Успех оратории оказался так велик, что нам пришлось совершить с ней по Союзу настоящий гастрольный тур. Особо, к примеру, запомнилась премьера в Ульяновске, бывшем Симбирске, где я с группой солистов Гостелерадио исполнял ее с оркестром местной филармонии под управлением Эдуарда Серова.

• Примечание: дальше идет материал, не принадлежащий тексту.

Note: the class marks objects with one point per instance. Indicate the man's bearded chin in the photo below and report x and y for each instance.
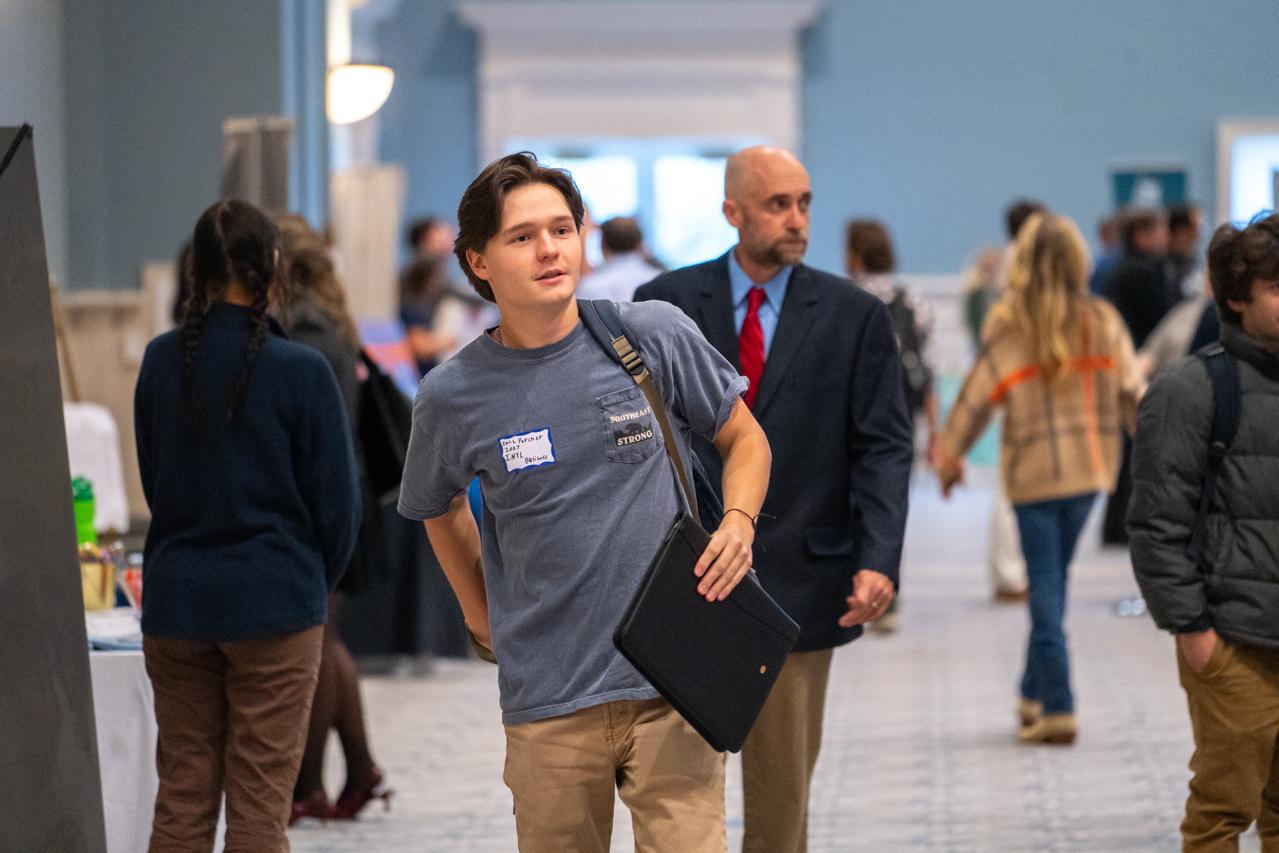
(778, 253)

В это же время я познакомился со стремительно набирающим популярность молодым поэтом Женей Евтушенко. Я, собственно, знал его и раньше по Театру оперетты, куда он несколько раз приходил на памятные вечера читать свои стихи. Но тут, в Ульяновске, на фестивале искусств в честь очередного дня рождения Ленина, мы с ним сошлись поближе. Произошло это непосредственно в ульяновском мемориале — циклопическом архитектурном комплексе, долженствующем возвеличить память о семье Ульяновых на все грядущие века. Оказались же мы там потому, что нам довелось выступать в одной и той же программе: я пел, Женя читал стихи, а Большой академический хор под управлением Клавдия Птицы исполнял какие-то свои произведения. К тому моменту я был уже лауреатом Всесоюзного конкурса артистов эстрады, мои песни в сопровождении эстрадных оркестров Всесоюзного радио и телевидения имели довольно большой успех, что, по моим наблюдениям, не очень-то нравилось Жене, претендующему на то, чтобы во всем быть первым. И он, как показало дальнейшее, это свое недовольство проявил… Тем не менее гостиничные вечера мы коротали вместе, собираясь за столом и благодушно беседуя на самые различные темы. Однако задиристый Женин характер очень скоро дал себя знать. В местной газете он опубликовал стихотворение под названием «Хорист», посвященное, так сказать, хору Клавдия Борисовича Птицы, но в стихах был заключен недвусмысленный выпад в мой адрес, так как именно я, и никто иной, был этим солистом. Что так распалило воображение поэта, но стихотворение начиналось следующими словами:
С эстрады не сходит любимчик-солист,
Трещат у поклонниц бретельки…
С одной стороны, мне, конечно, было очень лестно сознавать себя любимцем публики, тем более — ее прекрасной половины. Ничего зазорного я в этом не находил. Артист должен нравиться, это его первостепенная задача. С другой стороны, упоминание интимных деталей женского туалета в контексте всенародно празднуемого дня рождения вождя могло окончиться для Евтушенко плохо. Что в итоге и произошло. Хотя, повторяю, формально эти его стихи посвящались тяжелой судьбе артистов хора. Речь шла о том, что хористов пренебрежительно называют «хорьем», что их «пинают», унижают и так далее. Но конечно же яркий образ «трещащих бретелек» затмевал собой все остальное.